634. Enfin, les autres prophéties de l'Ancien Testament, même celles qui ne sont pas de Moyse, sont une preuve frappante de la divinité de la loi mosaïque; car les prophètes appartenaient à la loi; ils étaient suscités de Dieu principalement pour interpréter et faire observer la loi. Donc la loi de Moyse est divine.

On a fait des objections contre les prophéties; mais il en est de ces objections comme de celles qui ont été faites contre les miracles. L'autorité des livres saints une fois établie, elles tombent toutes devant le texte des livres saints.

ARTICLE III.

Preuve de la divinité de la loi de Moyse par la sublimité de la doctrine qu'elle contient.

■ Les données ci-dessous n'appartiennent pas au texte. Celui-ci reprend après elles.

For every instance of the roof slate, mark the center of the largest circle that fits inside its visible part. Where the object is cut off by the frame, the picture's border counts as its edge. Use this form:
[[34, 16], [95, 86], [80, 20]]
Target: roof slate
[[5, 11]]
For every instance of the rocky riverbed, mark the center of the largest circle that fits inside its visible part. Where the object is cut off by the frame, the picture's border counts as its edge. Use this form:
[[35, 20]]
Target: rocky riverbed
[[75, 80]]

635. La loi mosaïque, quoique inférieure à la loi évangélique, est une loi sainte, un précepte saint, juste et bon, lex quidem sancta, et mandatum sanctum, et justum, el bonum (3). « Vous savez, disait Moyse aux Israélites, que je vous ai enseigné les lois et les ordonnances, selon que le Seigneur me l'a commandé. Vous les pratiquerez donc dans la terre que vous devez posséder. Vous les observerez et les accomplirez par vos œuvres. . C'est en cela que vous ferez paraître votre sagesse et votre intelligence devant les peuples, afin que, entendant parler de toutes « ces lois, ils disent: Voilà un peuple vraiment sage et intelligent; voilà une nation grande et illustre. Il n'y a point, en effet, d'autre nation, quelque puissante qu'elle soit, qui ait des dieux aussi proches d'elle que notre Dieu est proche de nous, et présent à toutes nos prières. Où est un autre peuple qui ait des cérémonies, des ordonnances pleines de justice, et toute une loi semblable à celle que j'exposerai aujourd'hui devant vos yeux (4)? »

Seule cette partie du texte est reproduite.